ORG -9.4%: FY24 results were labelled a miss. Analysts compared the $436 million increase in core profit to $1.18 billion, unfavourably compared to AGL’s better-than-expected profit and outlook just 24 hours earlier. Since its result, AGL has advanced +7%.
- FY Net income came in at $1.40bn, a 13% miss on estimates of $1.38bn.
- FY underlying Profit of $1.18bn was a 14% miss on estimates of $1.38bn.
- FY EBITDA was $3.53bn, while ORG will trade ex-div. 27.5c fully franked dividend on September 5th.
ORG’s profits have jumped almost one-third in the past year, but investors were disappointed as the energy giant missed consensus and delivered a weaker outlook. The disappointment was magnified because of the soaring earnings in the energy generation and retailing businesses after customers were hit with higher tariffs to make up for a rise in wholesale costs, i.e. this was a year they should have converted. Also, we feel the 27.5c dividend confirms a flatter dividend outlook, not the growth in capital management expected by the market.

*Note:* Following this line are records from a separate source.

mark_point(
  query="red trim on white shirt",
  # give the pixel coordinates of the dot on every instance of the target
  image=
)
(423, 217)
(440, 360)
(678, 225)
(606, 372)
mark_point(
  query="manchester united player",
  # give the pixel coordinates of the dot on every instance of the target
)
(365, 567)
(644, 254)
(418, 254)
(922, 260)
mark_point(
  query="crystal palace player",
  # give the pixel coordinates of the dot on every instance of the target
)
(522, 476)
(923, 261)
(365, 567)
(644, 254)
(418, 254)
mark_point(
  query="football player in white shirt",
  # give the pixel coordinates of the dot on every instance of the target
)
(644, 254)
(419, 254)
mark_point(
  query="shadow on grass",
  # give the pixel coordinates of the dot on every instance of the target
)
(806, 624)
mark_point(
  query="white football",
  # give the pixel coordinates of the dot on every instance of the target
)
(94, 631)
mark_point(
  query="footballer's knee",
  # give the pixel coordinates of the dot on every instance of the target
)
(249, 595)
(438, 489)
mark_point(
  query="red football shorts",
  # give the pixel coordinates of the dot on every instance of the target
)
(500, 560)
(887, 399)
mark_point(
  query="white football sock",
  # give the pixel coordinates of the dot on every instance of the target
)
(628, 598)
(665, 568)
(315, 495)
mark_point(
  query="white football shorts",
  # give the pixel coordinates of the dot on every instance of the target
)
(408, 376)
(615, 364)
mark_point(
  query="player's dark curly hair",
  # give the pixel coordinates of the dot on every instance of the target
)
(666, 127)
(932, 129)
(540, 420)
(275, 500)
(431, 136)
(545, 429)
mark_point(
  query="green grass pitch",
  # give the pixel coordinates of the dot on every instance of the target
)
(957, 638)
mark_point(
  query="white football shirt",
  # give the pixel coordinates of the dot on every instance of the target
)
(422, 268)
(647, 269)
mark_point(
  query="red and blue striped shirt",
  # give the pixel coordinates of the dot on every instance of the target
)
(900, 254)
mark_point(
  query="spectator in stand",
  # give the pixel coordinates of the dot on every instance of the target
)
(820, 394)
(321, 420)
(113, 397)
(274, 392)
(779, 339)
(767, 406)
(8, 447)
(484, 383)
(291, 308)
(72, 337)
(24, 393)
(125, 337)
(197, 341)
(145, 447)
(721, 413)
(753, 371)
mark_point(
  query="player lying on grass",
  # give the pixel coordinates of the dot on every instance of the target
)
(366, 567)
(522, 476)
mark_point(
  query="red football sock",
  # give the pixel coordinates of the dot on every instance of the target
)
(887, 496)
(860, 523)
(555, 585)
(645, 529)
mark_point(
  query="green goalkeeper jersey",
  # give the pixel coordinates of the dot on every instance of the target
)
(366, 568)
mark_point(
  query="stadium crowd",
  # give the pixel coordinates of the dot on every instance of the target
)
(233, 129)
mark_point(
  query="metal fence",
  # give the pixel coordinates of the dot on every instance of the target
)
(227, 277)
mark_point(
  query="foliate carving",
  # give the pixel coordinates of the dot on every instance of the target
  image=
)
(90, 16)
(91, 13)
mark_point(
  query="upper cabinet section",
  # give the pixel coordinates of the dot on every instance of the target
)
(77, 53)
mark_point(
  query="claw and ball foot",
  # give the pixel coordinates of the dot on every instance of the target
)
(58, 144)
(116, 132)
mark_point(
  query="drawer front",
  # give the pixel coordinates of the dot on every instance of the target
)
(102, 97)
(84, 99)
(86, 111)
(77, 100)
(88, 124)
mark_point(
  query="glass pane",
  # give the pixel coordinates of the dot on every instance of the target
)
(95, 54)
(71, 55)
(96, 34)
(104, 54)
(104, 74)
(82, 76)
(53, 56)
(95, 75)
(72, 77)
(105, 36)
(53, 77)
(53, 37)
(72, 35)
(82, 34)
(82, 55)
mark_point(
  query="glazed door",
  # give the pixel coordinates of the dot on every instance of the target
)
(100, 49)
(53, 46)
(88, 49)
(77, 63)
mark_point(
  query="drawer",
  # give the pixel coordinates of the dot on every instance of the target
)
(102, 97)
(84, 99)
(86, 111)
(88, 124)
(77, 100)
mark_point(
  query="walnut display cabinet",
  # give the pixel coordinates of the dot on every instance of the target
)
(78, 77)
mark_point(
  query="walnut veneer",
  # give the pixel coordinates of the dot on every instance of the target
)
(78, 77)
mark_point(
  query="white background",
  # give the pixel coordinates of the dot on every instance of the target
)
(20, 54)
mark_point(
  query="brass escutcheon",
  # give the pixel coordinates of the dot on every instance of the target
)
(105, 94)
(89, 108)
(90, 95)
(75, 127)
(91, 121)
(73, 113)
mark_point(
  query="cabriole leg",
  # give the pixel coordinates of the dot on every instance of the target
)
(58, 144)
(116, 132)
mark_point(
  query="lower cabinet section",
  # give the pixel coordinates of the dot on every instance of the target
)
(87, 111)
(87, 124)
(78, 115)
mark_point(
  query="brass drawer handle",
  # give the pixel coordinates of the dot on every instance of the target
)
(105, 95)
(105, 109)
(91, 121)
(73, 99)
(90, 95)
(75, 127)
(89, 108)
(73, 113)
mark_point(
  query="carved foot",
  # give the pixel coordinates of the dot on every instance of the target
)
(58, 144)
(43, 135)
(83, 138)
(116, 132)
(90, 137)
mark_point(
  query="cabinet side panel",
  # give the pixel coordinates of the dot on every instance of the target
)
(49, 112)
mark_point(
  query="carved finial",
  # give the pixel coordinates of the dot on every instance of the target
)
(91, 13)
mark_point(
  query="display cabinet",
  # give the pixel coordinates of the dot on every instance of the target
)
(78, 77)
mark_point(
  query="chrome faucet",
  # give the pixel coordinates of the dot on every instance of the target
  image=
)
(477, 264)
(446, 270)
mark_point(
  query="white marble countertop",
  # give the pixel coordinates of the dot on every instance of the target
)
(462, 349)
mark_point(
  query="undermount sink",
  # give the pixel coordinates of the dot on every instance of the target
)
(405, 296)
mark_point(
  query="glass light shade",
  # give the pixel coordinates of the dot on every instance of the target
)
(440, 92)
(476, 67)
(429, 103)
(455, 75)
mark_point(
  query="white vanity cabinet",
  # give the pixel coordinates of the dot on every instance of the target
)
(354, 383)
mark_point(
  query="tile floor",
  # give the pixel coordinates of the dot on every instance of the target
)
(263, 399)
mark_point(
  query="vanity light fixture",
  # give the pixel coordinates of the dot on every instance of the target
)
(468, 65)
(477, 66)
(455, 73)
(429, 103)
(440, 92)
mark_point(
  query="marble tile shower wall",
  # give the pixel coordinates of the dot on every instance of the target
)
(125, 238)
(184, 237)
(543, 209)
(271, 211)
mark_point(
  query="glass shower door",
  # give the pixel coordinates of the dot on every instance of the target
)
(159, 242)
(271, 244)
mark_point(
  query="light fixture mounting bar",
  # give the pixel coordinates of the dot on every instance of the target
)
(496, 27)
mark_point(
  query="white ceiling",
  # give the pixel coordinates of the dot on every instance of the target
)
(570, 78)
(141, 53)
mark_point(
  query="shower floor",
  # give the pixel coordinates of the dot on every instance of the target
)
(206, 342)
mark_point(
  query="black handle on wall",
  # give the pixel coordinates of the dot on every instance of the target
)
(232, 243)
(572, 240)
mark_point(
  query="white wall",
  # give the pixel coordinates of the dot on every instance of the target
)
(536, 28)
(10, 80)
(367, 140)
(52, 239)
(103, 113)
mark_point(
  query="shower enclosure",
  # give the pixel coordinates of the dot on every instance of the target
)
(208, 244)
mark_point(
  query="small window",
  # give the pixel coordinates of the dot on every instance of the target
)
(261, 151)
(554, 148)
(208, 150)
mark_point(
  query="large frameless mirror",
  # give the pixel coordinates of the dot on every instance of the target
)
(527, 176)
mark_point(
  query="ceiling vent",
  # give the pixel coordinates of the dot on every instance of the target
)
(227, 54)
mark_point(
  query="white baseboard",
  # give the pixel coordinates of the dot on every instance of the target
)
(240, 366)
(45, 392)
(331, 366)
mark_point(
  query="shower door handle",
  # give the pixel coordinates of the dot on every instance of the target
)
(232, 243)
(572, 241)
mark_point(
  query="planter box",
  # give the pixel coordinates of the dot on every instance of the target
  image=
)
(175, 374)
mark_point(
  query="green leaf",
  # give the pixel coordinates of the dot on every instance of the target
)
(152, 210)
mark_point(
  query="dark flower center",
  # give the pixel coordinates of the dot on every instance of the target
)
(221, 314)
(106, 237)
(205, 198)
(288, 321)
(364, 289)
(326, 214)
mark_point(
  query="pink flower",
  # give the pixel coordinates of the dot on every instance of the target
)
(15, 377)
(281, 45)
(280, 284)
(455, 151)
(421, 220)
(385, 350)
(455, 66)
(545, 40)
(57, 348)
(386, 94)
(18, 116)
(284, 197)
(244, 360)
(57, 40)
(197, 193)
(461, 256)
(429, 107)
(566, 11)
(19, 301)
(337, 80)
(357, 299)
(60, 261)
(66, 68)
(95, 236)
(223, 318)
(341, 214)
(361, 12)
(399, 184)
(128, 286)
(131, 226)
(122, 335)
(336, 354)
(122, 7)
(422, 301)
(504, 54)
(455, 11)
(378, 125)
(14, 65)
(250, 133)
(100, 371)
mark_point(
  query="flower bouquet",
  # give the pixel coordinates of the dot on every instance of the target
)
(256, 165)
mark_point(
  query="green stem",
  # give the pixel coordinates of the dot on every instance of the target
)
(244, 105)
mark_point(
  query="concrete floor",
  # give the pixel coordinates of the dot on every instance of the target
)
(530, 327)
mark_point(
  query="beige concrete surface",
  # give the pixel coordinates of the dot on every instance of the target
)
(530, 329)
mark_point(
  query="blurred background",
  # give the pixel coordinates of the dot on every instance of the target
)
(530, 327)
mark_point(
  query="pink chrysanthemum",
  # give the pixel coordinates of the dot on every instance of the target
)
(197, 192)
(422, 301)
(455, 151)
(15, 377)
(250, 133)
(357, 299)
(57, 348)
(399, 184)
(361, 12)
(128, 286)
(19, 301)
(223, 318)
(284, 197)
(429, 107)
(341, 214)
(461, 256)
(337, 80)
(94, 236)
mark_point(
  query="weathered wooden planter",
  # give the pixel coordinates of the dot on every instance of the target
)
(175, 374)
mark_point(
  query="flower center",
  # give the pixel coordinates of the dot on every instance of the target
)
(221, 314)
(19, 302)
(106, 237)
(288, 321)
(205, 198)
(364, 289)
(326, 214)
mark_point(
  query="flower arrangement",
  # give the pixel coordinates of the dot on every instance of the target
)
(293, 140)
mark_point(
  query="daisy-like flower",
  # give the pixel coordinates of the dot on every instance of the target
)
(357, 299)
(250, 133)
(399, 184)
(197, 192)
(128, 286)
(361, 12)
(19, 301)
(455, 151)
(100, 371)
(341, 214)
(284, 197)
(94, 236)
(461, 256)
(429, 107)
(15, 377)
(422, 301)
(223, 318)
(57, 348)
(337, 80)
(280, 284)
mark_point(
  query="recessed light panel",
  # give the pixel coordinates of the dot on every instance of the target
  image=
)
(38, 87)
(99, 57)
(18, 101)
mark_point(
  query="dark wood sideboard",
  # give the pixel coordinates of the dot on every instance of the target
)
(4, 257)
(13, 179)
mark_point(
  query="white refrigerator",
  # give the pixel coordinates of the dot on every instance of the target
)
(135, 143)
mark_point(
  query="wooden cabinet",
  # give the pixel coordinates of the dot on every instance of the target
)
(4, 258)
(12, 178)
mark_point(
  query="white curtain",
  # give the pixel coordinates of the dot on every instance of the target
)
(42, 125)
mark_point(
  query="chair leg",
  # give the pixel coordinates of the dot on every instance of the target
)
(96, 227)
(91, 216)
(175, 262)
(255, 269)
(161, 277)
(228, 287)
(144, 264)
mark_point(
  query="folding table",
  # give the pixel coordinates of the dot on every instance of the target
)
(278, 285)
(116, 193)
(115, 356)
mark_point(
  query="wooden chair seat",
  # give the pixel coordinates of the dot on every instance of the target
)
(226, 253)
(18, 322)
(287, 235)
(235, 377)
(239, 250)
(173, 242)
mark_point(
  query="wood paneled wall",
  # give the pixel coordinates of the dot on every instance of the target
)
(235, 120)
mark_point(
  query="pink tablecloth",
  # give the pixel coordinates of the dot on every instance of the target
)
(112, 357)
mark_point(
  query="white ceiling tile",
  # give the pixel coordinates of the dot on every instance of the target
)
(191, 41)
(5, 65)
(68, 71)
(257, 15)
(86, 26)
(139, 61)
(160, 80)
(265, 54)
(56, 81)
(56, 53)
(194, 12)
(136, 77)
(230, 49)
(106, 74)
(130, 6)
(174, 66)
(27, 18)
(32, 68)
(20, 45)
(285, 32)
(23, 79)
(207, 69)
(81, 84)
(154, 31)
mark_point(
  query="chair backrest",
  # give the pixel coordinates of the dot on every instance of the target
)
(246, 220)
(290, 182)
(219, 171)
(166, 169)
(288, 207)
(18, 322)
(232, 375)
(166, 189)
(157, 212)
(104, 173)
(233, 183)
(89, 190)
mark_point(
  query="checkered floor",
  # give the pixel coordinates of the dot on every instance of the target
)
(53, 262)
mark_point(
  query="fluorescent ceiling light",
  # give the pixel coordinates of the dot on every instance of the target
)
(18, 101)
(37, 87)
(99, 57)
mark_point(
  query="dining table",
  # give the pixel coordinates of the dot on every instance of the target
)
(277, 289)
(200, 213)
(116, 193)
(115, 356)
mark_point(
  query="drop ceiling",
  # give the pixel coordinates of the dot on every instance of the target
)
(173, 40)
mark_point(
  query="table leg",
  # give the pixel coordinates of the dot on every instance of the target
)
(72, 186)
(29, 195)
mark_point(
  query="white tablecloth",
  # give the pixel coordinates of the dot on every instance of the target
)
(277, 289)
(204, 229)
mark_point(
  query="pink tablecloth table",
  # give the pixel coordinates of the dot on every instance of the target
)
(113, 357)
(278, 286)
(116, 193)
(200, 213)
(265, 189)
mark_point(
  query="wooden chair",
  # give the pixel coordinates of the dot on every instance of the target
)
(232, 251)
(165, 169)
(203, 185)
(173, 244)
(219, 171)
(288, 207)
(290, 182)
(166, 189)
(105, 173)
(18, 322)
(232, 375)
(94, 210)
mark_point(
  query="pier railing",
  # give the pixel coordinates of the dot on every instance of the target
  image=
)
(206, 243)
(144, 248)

- We believe ORG offers a reasonable value of ~$9.50, but it’s unlikely to be on the MM menu in 2024.
Even after the aggressive reversion of the last 48 hours, ORG is up +25% year-to-date and AGL +16.7%. Following their respective results over the last few days, we expect this performance gap to continue to contract.
- We believe AGL offers better medium-term growth while delivering a yield more likely to rise over time.